Outdated rules prevent New York developers from building the kind of small, cheaper micro-units common around the world. Homeowners in single family zones are prevented from legally leasing “accessory units” like “granny flats.” And single room occupancy units, or SROs, and basement apartments are still illegal, despite their common use elsewhere. By allowing all of these to be built or legally used, we will quickly add hundreds-of-thousands of affordable apartments.
Prioritize those who need supportive housing the most.
New Yorkers in local shelters — especially those who lived in the neighborhood beforehand and were displaced — will be prioritized for supportive housing. So too will young people aging out of foster care, who should be given every chance at starting off adulthood on the right foot.
Improve rent subsidies to prevent New Yorkers from becoming homeless.

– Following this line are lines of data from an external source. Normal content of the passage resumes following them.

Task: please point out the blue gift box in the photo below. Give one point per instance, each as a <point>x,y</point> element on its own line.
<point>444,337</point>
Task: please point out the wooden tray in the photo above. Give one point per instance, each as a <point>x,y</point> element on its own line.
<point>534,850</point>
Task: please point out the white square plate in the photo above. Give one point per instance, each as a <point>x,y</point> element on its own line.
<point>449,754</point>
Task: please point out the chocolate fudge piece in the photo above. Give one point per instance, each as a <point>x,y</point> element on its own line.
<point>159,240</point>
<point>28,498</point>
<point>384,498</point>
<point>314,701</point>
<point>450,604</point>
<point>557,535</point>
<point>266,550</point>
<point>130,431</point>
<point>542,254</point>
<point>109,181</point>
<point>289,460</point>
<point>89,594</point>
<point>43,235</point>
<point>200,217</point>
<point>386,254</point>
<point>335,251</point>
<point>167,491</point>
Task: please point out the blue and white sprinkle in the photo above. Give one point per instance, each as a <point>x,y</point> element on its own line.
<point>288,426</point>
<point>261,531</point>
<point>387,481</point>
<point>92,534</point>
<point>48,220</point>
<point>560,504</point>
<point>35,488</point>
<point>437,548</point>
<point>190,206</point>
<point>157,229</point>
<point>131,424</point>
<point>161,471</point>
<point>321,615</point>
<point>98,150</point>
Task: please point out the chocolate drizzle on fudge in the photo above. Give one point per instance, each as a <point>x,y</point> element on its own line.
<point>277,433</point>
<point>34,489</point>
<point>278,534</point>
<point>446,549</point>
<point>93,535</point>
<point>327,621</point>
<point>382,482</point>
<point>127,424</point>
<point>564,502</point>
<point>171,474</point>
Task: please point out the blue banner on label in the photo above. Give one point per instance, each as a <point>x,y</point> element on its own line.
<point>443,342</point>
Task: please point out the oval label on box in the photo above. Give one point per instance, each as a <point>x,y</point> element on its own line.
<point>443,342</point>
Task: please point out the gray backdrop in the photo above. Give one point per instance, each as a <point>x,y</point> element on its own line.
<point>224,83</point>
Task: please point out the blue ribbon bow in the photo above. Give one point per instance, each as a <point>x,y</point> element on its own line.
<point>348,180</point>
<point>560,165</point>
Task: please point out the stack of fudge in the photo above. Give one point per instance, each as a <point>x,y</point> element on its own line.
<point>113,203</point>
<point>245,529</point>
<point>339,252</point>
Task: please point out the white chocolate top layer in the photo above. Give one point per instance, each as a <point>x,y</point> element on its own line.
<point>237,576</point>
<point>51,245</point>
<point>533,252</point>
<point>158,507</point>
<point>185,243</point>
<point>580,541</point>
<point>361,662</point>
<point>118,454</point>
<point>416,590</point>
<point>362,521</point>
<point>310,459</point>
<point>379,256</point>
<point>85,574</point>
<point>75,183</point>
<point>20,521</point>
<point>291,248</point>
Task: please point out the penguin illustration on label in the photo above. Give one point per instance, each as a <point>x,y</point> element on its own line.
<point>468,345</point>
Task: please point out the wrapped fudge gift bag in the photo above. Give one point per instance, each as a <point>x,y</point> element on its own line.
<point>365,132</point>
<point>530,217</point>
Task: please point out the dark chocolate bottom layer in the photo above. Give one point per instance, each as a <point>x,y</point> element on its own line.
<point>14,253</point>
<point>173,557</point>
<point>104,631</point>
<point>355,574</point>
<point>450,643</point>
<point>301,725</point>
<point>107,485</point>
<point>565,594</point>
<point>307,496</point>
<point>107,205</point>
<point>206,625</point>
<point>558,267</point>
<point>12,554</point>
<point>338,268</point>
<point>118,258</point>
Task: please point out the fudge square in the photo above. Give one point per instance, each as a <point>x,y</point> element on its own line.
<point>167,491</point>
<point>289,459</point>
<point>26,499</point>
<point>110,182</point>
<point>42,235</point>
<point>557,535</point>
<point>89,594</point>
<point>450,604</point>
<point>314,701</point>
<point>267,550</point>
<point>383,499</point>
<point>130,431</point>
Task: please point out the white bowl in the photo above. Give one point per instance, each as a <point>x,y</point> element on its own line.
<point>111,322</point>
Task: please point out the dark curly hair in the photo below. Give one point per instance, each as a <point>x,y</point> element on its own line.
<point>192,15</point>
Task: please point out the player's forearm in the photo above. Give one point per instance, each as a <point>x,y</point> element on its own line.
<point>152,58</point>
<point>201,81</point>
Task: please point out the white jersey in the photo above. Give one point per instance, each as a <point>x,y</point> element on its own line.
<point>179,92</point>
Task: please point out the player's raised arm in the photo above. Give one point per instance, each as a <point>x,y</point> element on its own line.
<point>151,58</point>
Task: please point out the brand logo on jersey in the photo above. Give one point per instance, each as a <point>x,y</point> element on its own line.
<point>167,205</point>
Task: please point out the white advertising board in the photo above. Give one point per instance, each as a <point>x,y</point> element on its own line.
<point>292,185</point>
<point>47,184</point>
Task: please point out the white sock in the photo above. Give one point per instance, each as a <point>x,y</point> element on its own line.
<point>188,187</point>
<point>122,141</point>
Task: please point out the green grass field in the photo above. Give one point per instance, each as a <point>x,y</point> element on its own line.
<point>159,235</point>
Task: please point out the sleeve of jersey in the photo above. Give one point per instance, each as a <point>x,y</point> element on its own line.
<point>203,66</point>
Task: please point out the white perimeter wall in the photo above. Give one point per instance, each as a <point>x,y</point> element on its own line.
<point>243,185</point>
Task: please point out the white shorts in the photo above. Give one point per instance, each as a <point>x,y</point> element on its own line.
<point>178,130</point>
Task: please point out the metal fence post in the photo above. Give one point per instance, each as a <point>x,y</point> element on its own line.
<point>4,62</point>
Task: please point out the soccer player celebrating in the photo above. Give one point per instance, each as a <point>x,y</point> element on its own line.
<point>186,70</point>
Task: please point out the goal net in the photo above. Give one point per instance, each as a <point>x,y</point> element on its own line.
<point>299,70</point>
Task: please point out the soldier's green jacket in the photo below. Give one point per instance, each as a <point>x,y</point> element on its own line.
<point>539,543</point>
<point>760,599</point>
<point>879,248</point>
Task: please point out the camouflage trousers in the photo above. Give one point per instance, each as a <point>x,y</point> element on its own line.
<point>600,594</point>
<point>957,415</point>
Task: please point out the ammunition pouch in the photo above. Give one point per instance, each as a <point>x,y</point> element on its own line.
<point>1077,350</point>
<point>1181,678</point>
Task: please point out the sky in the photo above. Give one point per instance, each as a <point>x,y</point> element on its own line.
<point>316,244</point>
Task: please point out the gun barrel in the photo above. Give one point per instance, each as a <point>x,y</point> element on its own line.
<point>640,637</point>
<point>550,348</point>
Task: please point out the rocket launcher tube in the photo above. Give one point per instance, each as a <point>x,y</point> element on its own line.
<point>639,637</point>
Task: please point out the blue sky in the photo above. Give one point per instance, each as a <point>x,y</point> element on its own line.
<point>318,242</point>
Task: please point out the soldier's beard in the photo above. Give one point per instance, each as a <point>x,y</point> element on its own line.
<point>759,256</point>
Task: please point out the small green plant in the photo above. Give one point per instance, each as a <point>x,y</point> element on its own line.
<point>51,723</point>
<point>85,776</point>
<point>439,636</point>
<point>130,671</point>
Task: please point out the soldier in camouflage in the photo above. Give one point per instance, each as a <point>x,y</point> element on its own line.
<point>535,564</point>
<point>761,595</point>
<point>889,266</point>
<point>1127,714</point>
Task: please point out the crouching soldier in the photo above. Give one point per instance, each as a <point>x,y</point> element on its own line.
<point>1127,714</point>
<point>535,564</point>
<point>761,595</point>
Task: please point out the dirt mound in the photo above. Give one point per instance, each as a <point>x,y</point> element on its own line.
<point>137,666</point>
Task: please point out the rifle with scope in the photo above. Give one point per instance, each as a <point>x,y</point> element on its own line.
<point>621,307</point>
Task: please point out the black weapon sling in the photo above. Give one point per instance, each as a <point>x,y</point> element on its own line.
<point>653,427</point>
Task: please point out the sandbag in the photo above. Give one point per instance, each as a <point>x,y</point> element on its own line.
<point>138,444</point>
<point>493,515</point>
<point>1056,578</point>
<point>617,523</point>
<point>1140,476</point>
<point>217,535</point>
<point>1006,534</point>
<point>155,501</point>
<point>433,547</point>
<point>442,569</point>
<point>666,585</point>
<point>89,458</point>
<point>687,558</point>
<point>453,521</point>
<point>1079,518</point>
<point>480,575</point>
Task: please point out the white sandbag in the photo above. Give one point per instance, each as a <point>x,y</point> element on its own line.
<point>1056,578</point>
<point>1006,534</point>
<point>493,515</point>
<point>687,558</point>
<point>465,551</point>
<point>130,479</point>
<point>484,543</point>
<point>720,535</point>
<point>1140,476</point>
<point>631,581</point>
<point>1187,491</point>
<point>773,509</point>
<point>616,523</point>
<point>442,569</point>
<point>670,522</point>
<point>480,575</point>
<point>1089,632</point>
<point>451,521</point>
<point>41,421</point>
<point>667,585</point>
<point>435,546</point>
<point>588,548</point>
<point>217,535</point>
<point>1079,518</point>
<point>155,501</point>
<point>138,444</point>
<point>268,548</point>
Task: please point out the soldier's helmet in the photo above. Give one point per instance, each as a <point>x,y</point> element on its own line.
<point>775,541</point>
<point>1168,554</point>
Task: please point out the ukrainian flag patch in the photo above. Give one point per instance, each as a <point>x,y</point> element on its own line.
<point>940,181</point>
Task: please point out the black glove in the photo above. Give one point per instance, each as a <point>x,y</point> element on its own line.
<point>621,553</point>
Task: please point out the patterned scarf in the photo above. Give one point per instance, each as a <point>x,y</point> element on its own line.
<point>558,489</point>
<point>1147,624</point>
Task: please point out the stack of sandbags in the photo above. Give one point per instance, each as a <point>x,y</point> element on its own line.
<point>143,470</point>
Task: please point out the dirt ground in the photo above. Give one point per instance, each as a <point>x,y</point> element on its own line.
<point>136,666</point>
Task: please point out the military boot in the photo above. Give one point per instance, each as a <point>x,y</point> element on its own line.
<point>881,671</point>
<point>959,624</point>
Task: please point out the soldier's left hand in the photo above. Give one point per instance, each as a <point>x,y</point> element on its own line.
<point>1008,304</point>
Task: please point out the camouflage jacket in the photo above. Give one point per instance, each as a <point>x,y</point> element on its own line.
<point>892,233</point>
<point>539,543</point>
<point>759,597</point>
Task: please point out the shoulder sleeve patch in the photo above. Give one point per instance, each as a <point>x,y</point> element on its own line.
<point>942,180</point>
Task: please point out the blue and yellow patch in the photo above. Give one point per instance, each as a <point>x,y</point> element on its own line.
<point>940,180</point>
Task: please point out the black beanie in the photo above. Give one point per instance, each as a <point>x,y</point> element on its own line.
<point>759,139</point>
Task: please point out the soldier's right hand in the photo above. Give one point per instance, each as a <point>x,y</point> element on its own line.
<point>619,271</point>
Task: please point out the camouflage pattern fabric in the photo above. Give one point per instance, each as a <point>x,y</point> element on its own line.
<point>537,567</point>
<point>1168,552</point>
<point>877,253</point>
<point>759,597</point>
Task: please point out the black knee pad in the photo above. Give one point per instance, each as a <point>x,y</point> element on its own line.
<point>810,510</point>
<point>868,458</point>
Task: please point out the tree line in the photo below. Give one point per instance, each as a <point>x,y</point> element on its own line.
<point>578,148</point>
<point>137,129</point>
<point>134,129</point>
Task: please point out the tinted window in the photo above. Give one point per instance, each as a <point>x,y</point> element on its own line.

New Yorkers on the brink of homelessness and in shelters need far greater assistance to transition into permanent housing. One way we will accomplish this is by increasing the value of the City FHEPS housing vouchers so they reflect the value of the housing that is actually available in our city. There was a time when $1,323 for a one bedroom and $1,580 for a two bedroom was sufficient, but that time is long gone. And when the cost of a person in the shelter system is $124, and the cost of a family is $196 per day, increasing the value of vouchers is common sense governing.
Streamline the process to help New Yorkers behind on their rent.
When New Yorkers fall behind on rent – as many have during the pandemic — their options to get help involve navigating a long trail of red tape and bureaucracy with the City’s One-Shot Deal and CBO’s rent relief programs. It is demoralizing to endure multiple long application processes while facing eviction. Rent relief programs need similar information from applicants such as amount owed, proof of residence, and a summary explaining the situation. The City can create a common application for those in need and allow approved CBOs access to the information. It will also allow an applicant to go to one place to see the status of their various applications for help with paying back arrears.